Operational and management decision are made by bean-counters without any regard for the patients.
We now have a healthcare system in Ireland that drives trauma victims around the country for over an hour, has people on trolleys in hallways for days on end and can't even do a simple thing such a process and analyse an X-ray immediately.
This is ridiculous and unacceptable. In Iraq and Afghanistan injured soldiers who have their limbs blown of by an IED have a better chance of survival than a victim of a road traffic accident in Ireland. I strongly suggest that we scrap the whole system of healthcare currently in place and replace it by something along the lines of what the US military currently has deployed in the various theatres of operations. We need to setup a number of primary/trauma care facilities across this country so that any sick or injured person is never more than a 30 minute ride away from one of these. Structure these facilities along the lines of the Combat Support Hospitals. Anyone coming in to these will be subjected to triage and treated accordingly. Once a patient has been diagnosed and stabilised they will be either discharged or "passed up the chain" to a more specialised treatment facility/hospital.
These primary care units make more sense than a full hospital facility in every county and are a lot more cost effective. Staff them with a mix of trauma surgeons & nurses and assign no more than 2 administrators. Have all primary care units managed from a central facility located somewhere else in the country but staff this central management office with medical staff re-trained to management duties and not just bean-counters.
You can then close all the general hospitals and replace them with a number of specialised treatment centres across the country. All cancer patients go to centre X, all paediatrics go to centre Y etc...
A system along these lines will be patient-centric and ensure (for as far as this is possible) that any patient will receive the best medical care possible.
I know that with the way the system is structured at the moment that if any member of my family develops a serious illness that I will put them on the first flight out of this country...

2 comments:

topgold said...

1. The Irish health care system administers wage packets first and patient care at some point later. As is obvious from the HSE wiring diagrams, there are too many administrators. Those jobs remain intact as the natural fall-out of regional health boards consolidating. No one has the tenacity to pare back the fat in middle management.

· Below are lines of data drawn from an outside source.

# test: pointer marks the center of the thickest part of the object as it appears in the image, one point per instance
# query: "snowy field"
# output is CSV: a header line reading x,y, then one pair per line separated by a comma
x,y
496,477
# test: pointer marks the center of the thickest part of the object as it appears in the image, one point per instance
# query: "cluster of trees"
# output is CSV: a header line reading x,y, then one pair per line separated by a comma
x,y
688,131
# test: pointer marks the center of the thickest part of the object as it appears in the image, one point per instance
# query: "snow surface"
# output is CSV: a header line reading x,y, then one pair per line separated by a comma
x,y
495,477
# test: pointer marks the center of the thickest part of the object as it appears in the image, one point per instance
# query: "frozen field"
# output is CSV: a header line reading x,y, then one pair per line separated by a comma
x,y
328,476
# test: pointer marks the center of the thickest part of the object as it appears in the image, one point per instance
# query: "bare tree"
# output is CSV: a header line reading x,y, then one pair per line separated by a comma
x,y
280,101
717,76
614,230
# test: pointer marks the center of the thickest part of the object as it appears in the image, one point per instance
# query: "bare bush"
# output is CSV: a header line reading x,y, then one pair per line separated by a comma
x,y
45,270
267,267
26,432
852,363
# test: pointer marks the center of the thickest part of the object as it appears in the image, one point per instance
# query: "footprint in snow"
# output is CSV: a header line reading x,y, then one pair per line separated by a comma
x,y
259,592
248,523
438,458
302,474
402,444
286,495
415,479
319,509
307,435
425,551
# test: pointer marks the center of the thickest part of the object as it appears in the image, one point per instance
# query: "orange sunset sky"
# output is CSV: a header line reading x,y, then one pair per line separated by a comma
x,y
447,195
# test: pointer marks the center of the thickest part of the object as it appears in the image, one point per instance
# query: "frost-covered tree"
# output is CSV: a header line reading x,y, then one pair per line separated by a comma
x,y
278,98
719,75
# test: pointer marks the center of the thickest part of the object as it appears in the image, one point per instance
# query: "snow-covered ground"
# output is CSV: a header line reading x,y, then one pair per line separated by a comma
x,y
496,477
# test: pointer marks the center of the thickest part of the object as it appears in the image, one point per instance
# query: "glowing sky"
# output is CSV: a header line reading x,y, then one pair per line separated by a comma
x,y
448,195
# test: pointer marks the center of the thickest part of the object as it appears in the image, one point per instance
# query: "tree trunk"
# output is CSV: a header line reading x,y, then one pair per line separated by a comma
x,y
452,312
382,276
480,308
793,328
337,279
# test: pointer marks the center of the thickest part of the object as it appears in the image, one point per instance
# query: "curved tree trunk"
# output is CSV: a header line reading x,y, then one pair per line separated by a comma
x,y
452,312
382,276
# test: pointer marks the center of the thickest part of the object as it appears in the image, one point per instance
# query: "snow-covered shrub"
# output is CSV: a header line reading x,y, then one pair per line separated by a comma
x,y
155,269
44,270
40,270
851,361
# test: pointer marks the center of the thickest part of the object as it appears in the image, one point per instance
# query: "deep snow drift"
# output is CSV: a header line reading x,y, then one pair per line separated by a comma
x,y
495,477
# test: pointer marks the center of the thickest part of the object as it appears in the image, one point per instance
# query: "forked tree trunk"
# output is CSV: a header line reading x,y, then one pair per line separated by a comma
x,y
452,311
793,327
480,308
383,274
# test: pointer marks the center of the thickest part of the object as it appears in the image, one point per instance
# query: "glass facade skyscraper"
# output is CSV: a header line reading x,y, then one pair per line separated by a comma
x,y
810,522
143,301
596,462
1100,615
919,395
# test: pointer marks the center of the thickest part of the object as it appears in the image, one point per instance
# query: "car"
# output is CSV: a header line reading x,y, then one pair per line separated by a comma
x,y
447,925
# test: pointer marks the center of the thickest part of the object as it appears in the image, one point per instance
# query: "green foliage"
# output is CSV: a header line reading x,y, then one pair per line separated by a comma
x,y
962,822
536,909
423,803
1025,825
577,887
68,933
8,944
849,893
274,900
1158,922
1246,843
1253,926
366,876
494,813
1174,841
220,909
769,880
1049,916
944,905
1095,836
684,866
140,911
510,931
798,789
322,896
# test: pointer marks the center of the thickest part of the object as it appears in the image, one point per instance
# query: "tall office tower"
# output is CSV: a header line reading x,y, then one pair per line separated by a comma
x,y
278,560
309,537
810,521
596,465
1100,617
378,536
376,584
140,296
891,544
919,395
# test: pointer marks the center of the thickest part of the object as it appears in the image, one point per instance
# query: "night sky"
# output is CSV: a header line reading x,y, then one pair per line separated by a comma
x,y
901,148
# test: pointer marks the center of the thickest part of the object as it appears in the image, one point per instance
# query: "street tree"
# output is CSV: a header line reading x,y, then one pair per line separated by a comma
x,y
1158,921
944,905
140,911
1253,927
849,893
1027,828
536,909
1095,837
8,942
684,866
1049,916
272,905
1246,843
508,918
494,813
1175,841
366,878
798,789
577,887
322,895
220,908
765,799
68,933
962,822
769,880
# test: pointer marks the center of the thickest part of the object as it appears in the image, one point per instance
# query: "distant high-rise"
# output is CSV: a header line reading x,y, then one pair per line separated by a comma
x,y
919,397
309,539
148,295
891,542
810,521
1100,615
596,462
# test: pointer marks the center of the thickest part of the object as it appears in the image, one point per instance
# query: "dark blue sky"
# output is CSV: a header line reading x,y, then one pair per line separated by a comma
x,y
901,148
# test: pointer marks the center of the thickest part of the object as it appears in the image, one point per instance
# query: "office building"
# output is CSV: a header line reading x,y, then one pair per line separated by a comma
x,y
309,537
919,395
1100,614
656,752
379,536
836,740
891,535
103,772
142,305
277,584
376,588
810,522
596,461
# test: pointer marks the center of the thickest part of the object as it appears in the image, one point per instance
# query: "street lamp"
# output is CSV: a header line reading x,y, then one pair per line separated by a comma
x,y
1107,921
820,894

2. So you take your paring knife to the front door of hospitals and stave off anyone trying to enter. That's relatively easy when you tell the ambulances where to park or when you don't open wards.

For what it's worth, I spent three years living in northeast Oklahoma where those involved in a motor vehicle accident on the interstate were collected by the county hearse. An EMT crew, equipped with rescue equipment, drove the hearse more than 80 miles to Oklahoma City for critical care cases. Ireland is not the only developed country in the world with limited health care assets.

Anonymous said...

Great post! Fine Gael were talking about Primary Care facilities before the election, it makes sense and you've expressed some good ideas. Why is this not as obvious to Brendan Drumm? He's on a thousand a day, you'd think he could come up with an idea or two on his own?